A Serial Killer’s Guide to Life Review

A Serial Killer's Guide to Life, 2020 © Forward Motion Pictures

A Serial Killer’s Guide to Life is a 2020 comedy about a self-help addict who unwittingly finds herself in a jam with her new life coach.

Lou Farnt (Katie Brayben) can’t seem to find herself, living with her conventional, somewhat needy mum (Sarah Ball), haplessly trying to find the answers to life in a series of self-help books and recordings. Her current favorite is a life coach named Chuck Knoah (Ben Lloyd-Hughes), who sort of works the obvious, instructing followers to “visualize” themselves and the sort, leading Lou to bump into Val Stone (Poppy Roe) at one of his seminars. Val declares that Lou won’t learn anything this way and invites her to join her on a road trip to try something different, where Lou begins to see things a little differently. Until she discovers Val is also a rather successful serial killer.

It’s an amusing jab at the self-help industry, with writer and director Staten Cousins Roe having some fun with the killer-on-the-run genre, layering his small film in a thick gooey frosting of dark comedy. It works mostly because of the solid pairing of Brayben and Roe, sitting on polar ends of the personality spectrum, Brayben sinking into the mousy introvert with aplomb as Roe straddles the maniacal like she’s getting paid by how hard she can scowl. It’s pretty funny.

Likewise is a modest but often on point script that follows the two on a few familiar adventures that poke hearty fun at self-discovery guru camp types, from outdoor back-to-nature trips to “sound therapy” and more, Lou struggling to find deeper meaning while Val leaves a trail of bludgeoned bodies. And plenty of them. Of course, it’s all handled with tongue firmly in cheek, the therapy sessions over-the-top (though surely pulled right from reality) while the violence is underplayed in favor of laughs.
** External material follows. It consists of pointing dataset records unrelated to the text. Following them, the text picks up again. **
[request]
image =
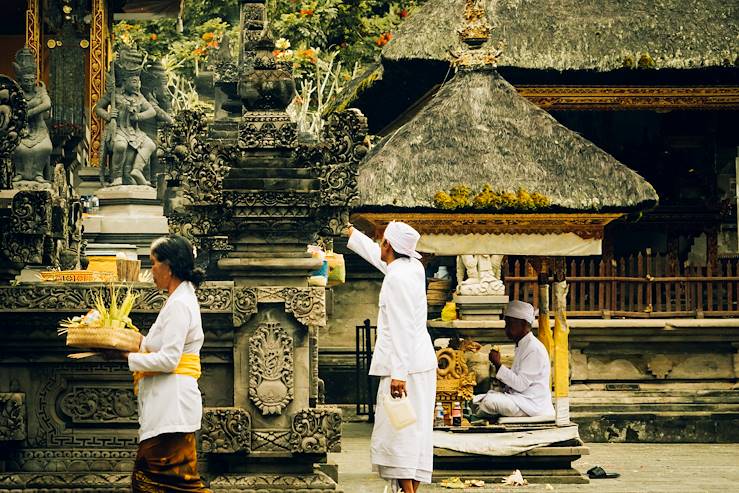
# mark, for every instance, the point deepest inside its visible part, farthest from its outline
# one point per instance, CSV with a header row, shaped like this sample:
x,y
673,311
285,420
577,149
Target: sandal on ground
x,y
598,472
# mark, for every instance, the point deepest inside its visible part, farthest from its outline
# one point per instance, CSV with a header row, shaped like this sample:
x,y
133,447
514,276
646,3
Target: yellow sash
x,y
189,365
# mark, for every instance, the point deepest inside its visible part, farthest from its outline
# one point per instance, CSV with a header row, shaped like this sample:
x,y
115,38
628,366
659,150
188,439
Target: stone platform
x,y
128,214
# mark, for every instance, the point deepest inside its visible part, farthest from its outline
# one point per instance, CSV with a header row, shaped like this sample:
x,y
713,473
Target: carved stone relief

Of course, the hook is that the awakening Lou has is not the most enlightened as she finds herself swallowed up in the mayhem. Where it goes from there, I won’t divulge, but Roe has some smart corners to explore in carrying these women to the finale, and while the film might not tap into the full potential of its premise – the reveal at its close perhaps a wee bit transparent for those paying attention – there’s more than enough in the mix to keep this interesting.

What’s probably most appealing, beyond the two leads, is Roe’s attention detail and the purposeful containment of it all, the movie small and intimate. It hovers around Lou as she chips away at the weight holding her down, Val the hard edge that finds the cracks and exploits them. This isn’t a film with big splashy set-pieces of ultra-violence and gore, despite the opportunities, the burden more on the characters than the chaos in driving home its point. For the most part, that works, leaving A Killer’s Guide to Life a charmingly offbeat and quirky affair with a strong cast and a whp-smart story.